Cover with a lid and reduce heat to maintain a low simmer. Cook for 30–35 minutes, or until the potatoes are tender when pierced with a fork and the chicken registers 165°F (74°C) in the thickest part.
If you’d like a slightly thicker stew, crack the lid open for the last 5–10 minutes to let it reduce a bit.
Step 7: Finish with brightness and serve
Remove the bay leaf. Stir in 1 tbsp apple cider vinegar (or lemon juice) to brighten and balance the paprika-rich broth. Taste and adjust salt and pepper as needed.
Ladle into bowls with plenty of potatoes and broth. Sprinkle with 2 tbsp chopped parsley and serve with a spoonful of sour cream if you like a creamy contrast.
Pro Tips
- Don’t rush the browning: those golden bits on the bottom of the pot become the stew’s backbone once you deglaze with broth.
- Protect the paprika: taking the pot off the heat before adding paprika helps prevent scorching, which can make it taste bitter.

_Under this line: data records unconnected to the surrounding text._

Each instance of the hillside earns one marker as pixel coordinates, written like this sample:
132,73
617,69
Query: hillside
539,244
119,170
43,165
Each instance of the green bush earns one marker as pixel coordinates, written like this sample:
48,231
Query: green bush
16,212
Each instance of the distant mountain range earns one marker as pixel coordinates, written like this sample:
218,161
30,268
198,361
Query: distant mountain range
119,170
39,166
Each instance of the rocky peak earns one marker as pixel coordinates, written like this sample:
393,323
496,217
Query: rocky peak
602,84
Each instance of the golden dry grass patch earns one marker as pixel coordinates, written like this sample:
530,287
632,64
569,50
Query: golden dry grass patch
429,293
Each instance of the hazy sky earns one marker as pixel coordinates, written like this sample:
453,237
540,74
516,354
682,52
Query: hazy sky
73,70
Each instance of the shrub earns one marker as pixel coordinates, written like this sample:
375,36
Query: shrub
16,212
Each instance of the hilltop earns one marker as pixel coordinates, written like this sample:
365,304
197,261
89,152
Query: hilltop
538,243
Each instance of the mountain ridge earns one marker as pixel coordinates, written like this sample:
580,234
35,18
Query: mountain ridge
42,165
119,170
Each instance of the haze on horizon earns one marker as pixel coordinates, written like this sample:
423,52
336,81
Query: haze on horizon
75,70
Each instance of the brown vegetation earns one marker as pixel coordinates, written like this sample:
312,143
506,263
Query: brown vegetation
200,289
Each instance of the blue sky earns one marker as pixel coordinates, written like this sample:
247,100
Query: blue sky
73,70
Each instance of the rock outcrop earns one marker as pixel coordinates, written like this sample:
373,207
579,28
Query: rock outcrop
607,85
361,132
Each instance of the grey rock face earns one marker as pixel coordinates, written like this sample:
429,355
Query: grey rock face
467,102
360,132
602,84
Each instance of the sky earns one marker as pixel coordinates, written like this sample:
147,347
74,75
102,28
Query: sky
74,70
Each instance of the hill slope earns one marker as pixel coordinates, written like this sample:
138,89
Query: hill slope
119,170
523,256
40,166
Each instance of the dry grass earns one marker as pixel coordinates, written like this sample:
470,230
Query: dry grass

- Keep the simmer gentle: a low simmer keeps the chicken tender and helps the potatoes hold their shape.
- Choose the right potatoes: Yukon Golds stay creamy and tender without turning grainy.

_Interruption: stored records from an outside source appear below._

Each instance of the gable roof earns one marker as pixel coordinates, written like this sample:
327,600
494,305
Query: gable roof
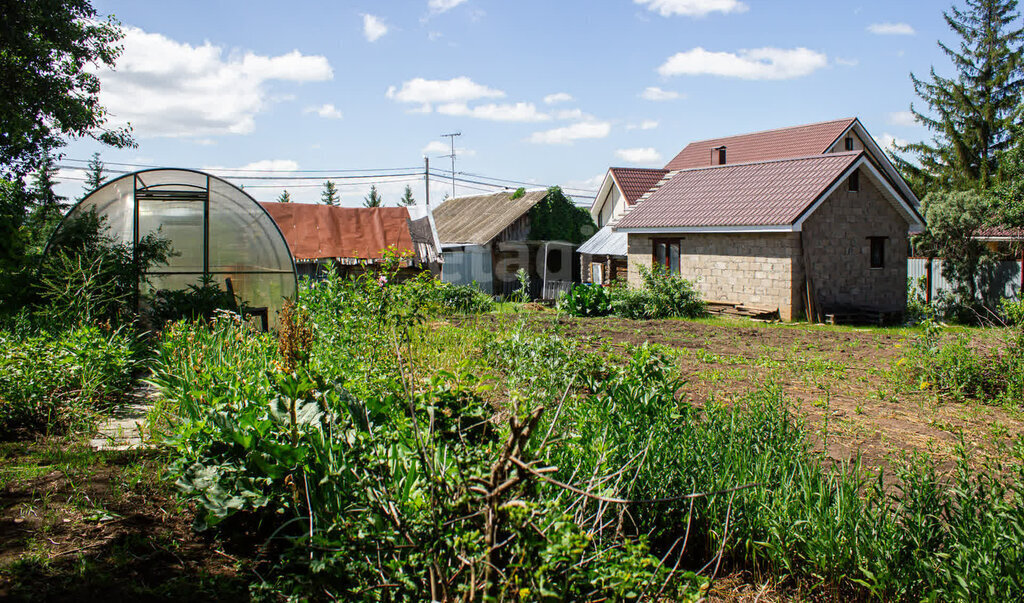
765,194
634,182
783,142
475,220
322,231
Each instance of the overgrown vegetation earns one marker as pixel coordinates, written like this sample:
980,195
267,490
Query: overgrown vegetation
663,296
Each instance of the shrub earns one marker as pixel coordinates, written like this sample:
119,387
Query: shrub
586,300
51,383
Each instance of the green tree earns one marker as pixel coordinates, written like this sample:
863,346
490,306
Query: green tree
330,194
953,218
373,199
48,90
972,114
407,198
94,175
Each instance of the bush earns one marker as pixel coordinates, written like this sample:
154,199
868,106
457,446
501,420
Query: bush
49,384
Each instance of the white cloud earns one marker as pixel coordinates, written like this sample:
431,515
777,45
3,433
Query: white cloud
644,125
655,93
901,118
169,88
519,112
373,28
557,97
427,92
436,147
891,29
643,155
889,141
326,111
442,5
757,63
569,133
692,7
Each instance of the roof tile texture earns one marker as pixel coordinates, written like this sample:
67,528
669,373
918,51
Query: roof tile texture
774,192
475,220
784,142
635,181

- Adjust thickness to your taste: simmer uncovered at the end for a thicker stew, or add a splash of broth for a soupier bowl.
Variations
- Extra-veg version: add 2 sliced carrots (about 200 g) with the onions, or stir in 2 cups baby spinach during the last 2 minutes of cooking.

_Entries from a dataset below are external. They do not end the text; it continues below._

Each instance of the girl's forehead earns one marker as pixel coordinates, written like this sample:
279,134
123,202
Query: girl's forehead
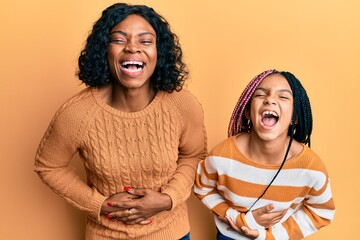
274,81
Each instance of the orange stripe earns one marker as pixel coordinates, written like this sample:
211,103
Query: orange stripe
275,193
315,219
292,229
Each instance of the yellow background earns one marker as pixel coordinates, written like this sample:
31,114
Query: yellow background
225,43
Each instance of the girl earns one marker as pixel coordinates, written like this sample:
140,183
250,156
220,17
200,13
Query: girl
264,181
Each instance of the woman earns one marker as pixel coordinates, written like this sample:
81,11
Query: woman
139,134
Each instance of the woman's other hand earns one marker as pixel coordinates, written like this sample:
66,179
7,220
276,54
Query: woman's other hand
140,206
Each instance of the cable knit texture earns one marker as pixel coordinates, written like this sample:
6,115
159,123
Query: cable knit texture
229,183
157,148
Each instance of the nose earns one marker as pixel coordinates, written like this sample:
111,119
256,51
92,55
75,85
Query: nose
132,47
269,100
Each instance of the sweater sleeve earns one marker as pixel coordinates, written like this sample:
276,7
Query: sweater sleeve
57,147
192,148
317,211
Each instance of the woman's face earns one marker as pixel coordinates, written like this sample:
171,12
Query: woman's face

- Creamy paprika stew: off heat, stir in 1/3 cup (80 ml) sour cream at the very end (temper it with a spoonful of hot broth first to prevent curdling).
- Little more heat (still balanced): add 1/8 to 1/4 tsp cayenne or a pinch of red pepper flakes with the paprika.
Storage & Make-Ahead
Cool leftovers to room temperature for no more than 2 hours, then refrigerate in an airtight container for up to 4 days. Reheat gently on the stovetop over medium-low heat until the chicken and potatoes are hot throughout (add a splash of broth or water if it thickened in the fridge). This stew also freezes well for up to 3 months; thaw overnight in the refrigerator before reheating. For make-ahead prep, you can slice the onion and peel/cut the potatoes up to 12 hours in advance (store potatoes submerged in cold water in the fridge; drain and pat dry before using).
Nutrition (per serving)
Approximate values (based on 6 servings): 450 calories, 28 g protein, 24 g fat, 30 g carbohydrates, 3 g fiber, 2 g sugar, 780 mg sodium.